Consistent with our study, the previous experiment also shows that pyrethroids are detrimental to fish and other aquatic organisms even at the acute exposure [46]. Hence, contamination of water bodies with these insecticides should be minimized. Generally, pyrethroids persist only for a short time and are rapidly degraded by sunlight (photodegradation), chemical reactions in water (hydrolysis), and the action of microbes (biodegradation) [47]. Therefore, more studies should be conducted to evaluate the residual levels of these chemicals in water bodies during dengue outbreak seasons.

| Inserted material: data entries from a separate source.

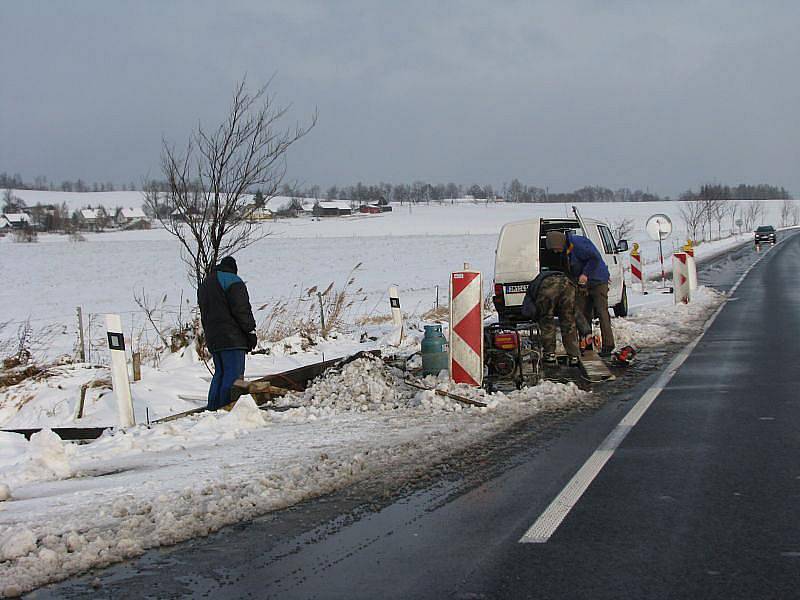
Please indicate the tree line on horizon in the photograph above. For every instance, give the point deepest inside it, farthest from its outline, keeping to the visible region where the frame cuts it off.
(419, 192)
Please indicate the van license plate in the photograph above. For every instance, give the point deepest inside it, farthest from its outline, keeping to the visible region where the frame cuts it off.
(517, 289)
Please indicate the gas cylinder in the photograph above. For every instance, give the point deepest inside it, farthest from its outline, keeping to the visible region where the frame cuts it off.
(434, 350)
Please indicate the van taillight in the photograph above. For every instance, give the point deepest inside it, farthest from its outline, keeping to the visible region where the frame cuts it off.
(506, 341)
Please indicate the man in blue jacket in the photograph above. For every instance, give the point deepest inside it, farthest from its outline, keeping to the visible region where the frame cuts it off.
(588, 268)
(229, 328)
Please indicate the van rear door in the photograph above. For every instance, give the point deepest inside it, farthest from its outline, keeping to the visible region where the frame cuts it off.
(516, 262)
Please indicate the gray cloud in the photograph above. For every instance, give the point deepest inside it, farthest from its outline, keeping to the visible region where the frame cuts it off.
(664, 95)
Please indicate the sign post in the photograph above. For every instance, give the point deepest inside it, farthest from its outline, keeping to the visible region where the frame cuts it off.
(637, 266)
(659, 227)
(680, 277)
(119, 370)
(397, 316)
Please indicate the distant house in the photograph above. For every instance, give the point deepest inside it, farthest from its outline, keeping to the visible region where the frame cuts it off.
(129, 217)
(257, 213)
(332, 208)
(17, 220)
(92, 219)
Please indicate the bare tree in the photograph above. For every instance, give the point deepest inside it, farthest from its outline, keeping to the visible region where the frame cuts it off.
(208, 184)
(693, 214)
(786, 213)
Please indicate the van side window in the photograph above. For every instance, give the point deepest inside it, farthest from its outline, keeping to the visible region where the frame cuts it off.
(608, 239)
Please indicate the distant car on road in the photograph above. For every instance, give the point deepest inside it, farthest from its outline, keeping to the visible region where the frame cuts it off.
(765, 233)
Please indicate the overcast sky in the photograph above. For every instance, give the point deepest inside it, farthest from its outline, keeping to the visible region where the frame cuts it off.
(661, 94)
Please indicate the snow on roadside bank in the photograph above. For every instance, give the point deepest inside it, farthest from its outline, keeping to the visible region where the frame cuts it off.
(73, 507)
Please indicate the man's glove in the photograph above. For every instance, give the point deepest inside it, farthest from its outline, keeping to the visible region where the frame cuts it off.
(252, 340)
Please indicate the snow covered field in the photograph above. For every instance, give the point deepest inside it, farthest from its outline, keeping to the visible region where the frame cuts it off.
(69, 507)
(413, 247)
(66, 507)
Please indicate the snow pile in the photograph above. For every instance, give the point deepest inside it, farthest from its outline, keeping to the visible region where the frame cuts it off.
(74, 507)
(46, 457)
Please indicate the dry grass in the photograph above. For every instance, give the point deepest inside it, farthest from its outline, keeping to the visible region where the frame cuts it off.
(373, 319)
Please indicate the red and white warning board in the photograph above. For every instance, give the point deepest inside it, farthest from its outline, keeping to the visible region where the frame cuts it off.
(680, 277)
(466, 327)
(637, 266)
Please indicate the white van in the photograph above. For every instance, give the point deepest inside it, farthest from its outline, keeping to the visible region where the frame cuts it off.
(521, 254)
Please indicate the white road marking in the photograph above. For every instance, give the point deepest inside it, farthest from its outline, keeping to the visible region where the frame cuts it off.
(547, 523)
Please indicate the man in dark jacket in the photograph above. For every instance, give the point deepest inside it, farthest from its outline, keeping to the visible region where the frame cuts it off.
(229, 328)
(590, 271)
(552, 294)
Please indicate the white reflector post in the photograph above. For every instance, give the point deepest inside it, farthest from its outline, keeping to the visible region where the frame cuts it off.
(680, 278)
(691, 267)
(119, 370)
(466, 327)
(637, 267)
(397, 316)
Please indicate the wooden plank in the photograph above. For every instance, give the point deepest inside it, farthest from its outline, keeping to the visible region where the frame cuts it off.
(65, 433)
(438, 392)
(594, 368)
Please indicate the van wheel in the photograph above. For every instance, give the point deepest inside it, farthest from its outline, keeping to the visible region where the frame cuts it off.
(621, 309)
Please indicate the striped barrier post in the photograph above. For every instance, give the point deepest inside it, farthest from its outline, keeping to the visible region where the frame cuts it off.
(637, 267)
(119, 370)
(680, 278)
(466, 327)
(691, 265)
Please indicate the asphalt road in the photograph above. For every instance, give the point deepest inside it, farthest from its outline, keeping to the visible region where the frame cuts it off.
(700, 500)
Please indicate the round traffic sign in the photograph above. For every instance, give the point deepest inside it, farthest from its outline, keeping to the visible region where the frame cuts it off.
(659, 226)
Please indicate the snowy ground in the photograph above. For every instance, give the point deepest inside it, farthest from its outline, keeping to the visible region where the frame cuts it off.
(65, 507)
(69, 507)
(413, 247)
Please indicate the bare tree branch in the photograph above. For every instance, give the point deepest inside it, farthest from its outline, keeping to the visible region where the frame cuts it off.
(205, 203)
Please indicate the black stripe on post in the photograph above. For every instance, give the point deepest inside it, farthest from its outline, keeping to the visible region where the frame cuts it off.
(116, 341)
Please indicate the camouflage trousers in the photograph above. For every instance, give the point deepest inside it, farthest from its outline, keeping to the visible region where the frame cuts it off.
(556, 298)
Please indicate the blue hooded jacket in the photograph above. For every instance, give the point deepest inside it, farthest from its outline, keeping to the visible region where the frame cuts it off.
(585, 259)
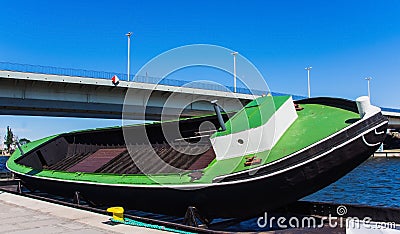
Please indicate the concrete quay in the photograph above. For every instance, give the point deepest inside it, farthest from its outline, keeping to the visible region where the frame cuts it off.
(20, 214)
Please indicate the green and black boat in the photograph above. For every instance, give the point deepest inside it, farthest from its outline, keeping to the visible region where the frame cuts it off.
(271, 153)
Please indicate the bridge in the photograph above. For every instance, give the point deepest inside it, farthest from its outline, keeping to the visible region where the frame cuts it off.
(42, 90)
(48, 91)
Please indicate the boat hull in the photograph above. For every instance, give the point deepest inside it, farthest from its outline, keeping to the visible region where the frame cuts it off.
(243, 195)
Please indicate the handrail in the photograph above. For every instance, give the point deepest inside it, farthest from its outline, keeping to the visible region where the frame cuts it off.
(18, 67)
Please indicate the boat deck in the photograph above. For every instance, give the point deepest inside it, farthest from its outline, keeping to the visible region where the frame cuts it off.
(315, 122)
(161, 158)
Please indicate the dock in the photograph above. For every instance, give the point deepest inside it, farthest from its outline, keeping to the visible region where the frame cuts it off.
(21, 214)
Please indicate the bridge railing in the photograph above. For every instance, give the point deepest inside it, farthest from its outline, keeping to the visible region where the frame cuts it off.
(7, 66)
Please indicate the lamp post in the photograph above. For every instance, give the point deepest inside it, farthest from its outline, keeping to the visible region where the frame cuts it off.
(234, 71)
(369, 88)
(129, 34)
(308, 78)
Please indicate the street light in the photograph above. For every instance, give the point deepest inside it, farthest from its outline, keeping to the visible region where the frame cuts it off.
(308, 75)
(129, 52)
(234, 71)
(369, 89)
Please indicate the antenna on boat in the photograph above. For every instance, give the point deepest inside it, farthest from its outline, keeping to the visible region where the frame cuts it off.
(219, 115)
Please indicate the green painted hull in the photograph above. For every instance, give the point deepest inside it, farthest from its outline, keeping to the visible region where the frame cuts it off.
(325, 142)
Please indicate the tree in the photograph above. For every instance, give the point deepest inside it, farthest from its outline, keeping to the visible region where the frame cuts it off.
(9, 138)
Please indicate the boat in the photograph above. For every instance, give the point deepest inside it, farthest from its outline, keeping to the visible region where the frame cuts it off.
(272, 152)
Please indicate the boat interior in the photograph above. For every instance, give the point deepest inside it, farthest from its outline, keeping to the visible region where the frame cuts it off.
(105, 151)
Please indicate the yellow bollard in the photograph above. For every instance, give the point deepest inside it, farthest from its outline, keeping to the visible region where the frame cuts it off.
(118, 213)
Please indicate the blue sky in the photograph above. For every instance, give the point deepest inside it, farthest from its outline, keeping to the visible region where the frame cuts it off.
(344, 42)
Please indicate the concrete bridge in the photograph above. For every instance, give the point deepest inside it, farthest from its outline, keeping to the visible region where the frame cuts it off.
(39, 90)
(33, 94)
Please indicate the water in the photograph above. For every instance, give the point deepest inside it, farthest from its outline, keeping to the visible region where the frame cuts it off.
(3, 164)
(376, 182)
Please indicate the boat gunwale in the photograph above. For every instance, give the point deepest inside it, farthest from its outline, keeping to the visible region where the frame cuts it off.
(224, 183)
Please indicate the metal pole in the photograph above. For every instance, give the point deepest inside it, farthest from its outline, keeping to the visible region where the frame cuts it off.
(129, 53)
(369, 87)
(308, 79)
(234, 71)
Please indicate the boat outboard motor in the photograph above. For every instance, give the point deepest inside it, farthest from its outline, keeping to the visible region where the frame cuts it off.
(219, 115)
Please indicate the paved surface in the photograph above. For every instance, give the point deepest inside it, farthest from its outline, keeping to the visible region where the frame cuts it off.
(26, 215)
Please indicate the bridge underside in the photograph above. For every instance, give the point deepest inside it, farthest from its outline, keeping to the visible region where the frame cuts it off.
(62, 96)
(35, 107)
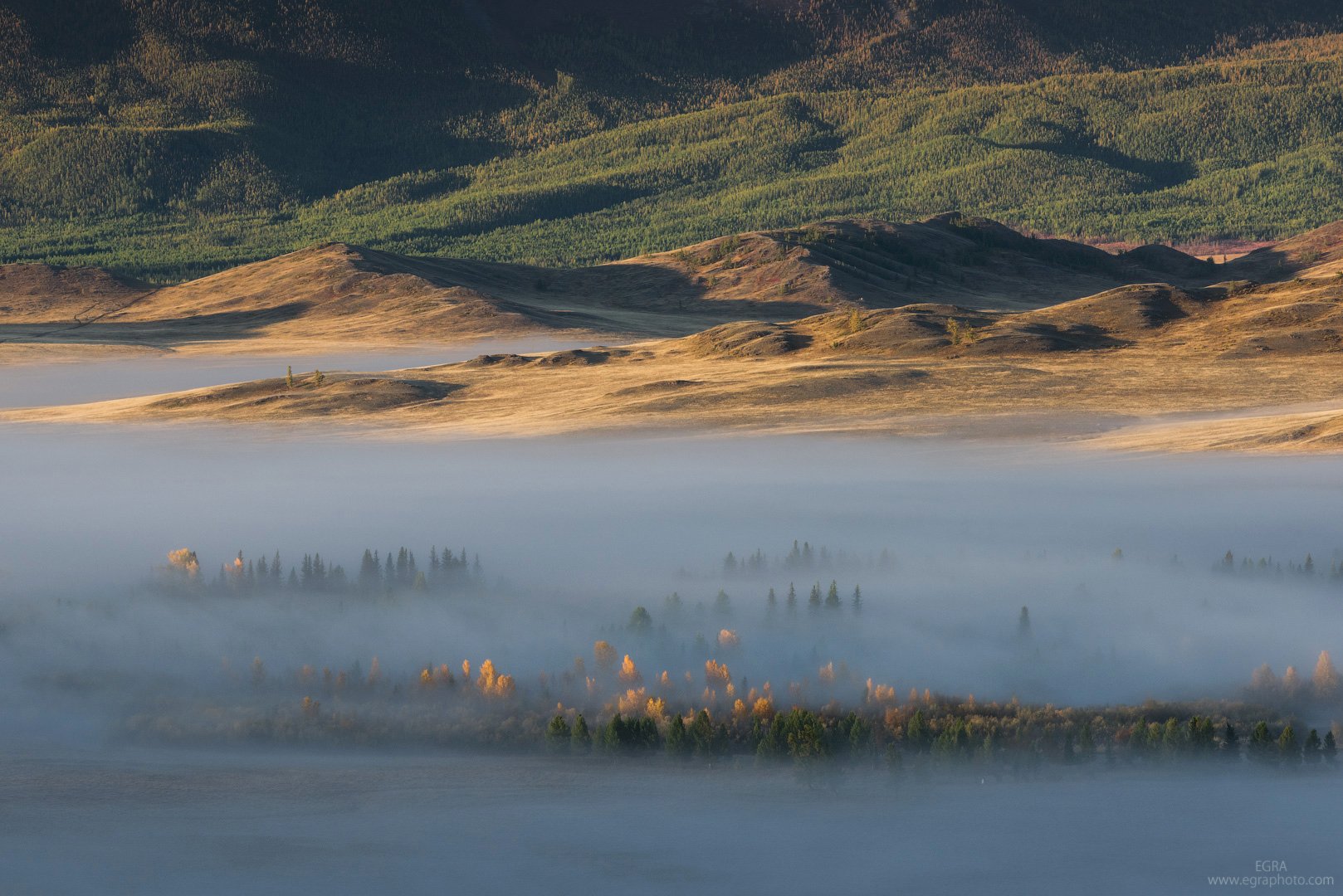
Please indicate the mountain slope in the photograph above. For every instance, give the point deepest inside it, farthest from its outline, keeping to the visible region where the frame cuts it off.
(168, 140)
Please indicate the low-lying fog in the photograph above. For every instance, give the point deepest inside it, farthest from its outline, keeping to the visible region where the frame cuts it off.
(261, 822)
(571, 536)
(579, 533)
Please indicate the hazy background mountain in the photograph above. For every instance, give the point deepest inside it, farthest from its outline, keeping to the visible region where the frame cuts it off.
(167, 139)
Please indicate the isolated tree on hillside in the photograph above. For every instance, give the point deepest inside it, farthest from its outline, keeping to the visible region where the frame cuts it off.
(558, 733)
(1326, 679)
(582, 738)
(1287, 744)
(1312, 746)
(723, 603)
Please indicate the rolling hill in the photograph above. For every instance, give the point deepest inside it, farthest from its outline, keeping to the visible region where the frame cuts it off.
(1121, 356)
(336, 293)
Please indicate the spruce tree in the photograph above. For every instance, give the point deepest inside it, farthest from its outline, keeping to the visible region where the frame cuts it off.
(1287, 746)
(1312, 746)
(558, 733)
(580, 739)
(677, 744)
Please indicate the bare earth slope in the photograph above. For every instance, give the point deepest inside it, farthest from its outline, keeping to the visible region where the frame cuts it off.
(1082, 367)
(345, 295)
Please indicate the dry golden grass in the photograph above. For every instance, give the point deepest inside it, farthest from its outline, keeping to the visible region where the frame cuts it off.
(1076, 368)
(337, 295)
(1125, 356)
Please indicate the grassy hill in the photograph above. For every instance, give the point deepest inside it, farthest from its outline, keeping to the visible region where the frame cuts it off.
(335, 293)
(171, 139)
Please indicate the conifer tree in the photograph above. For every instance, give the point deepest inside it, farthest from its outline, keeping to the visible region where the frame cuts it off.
(677, 743)
(1312, 746)
(1287, 746)
(558, 733)
(580, 739)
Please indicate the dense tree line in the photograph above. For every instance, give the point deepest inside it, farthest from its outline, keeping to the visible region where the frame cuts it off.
(379, 574)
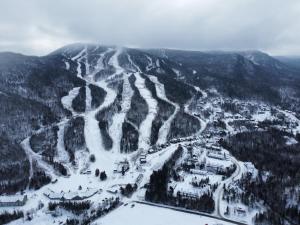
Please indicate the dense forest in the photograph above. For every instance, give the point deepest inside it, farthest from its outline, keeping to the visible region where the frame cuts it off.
(279, 189)
(159, 192)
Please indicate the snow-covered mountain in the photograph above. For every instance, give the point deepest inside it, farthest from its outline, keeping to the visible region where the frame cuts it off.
(85, 107)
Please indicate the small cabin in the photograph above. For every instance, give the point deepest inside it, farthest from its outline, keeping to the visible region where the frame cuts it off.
(11, 201)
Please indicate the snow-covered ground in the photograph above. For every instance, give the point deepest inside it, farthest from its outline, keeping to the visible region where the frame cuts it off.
(115, 130)
(136, 214)
(145, 127)
(164, 130)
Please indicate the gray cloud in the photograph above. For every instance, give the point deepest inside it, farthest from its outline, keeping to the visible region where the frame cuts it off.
(40, 26)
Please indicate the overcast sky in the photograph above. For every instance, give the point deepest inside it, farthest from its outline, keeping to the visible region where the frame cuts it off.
(40, 26)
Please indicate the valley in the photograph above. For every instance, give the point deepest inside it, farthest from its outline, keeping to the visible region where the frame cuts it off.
(129, 134)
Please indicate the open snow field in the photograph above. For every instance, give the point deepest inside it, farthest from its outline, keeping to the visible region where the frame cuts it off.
(151, 215)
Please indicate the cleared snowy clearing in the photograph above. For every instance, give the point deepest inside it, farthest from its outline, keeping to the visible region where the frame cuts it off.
(137, 214)
(115, 130)
(165, 128)
(145, 127)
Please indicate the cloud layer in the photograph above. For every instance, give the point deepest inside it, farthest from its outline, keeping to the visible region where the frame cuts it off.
(40, 26)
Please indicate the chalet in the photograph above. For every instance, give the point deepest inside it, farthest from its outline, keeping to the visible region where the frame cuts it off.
(143, 160)
(217, 155)
(122, 167)
(214, 168)
(197, 171)
(240, 211)
(12, 201)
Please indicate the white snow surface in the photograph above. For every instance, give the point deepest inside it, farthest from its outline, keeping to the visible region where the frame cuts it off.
(165, 128)
(145, 127)
(152, 215)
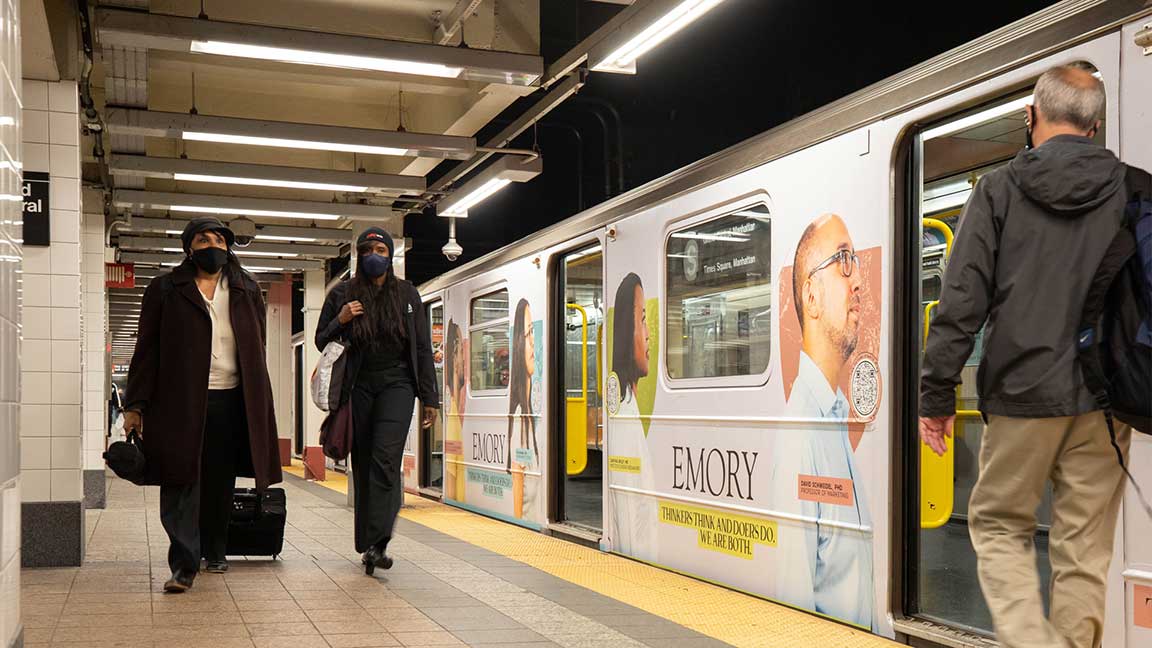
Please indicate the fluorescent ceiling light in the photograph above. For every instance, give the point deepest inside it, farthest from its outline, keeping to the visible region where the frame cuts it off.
(237, 205)
(963, 123)
(278, 142)
(325, 59)
(285, 183)
(498, 175)
(476, 196)
(294, 239)
(177, 34)
(282, 134)
(267, 212)
(623, 58)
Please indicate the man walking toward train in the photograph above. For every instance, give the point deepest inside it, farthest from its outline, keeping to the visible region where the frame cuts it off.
(1030, 240)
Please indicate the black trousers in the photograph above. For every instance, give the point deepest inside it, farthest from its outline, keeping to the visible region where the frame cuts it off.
(196, 515)
(381, 413)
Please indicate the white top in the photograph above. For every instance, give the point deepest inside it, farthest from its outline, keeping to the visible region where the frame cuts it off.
(825, 569)
(225, 370)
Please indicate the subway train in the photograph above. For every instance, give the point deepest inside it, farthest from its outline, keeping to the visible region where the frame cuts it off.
(637, 377)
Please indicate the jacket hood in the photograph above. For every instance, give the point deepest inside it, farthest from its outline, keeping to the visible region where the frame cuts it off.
(1068, 175)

Although the insecticides have saved millions of lives from malaria and plague, their long-term impact on the environment could be devastating [48, 49]. Hence the competing public concern on controlling vector-borne disease and environmental risk associated with the use of insecticides should be balanced.

5. Conclusion

The experimental data observed in this study reveals the health risk of Pesguard FG 161™ d-tetramethrin and cyphenothrin in combination with non-target organisms such as fish. The binary mixture of pyrethroids exhibited lethal endpoints in zebrafish embryos; hence this model can be used as an alternative model to protected stages of fish. As embryos are less sensitive to neurotoxins such as pyrethroids, further studies are recommended. The ultimate objective of this study is to reduce the disease burden in a sustainable and equitable manner. These threats to the ecosystem could easily become a reality if pyrethroids are not well maintained.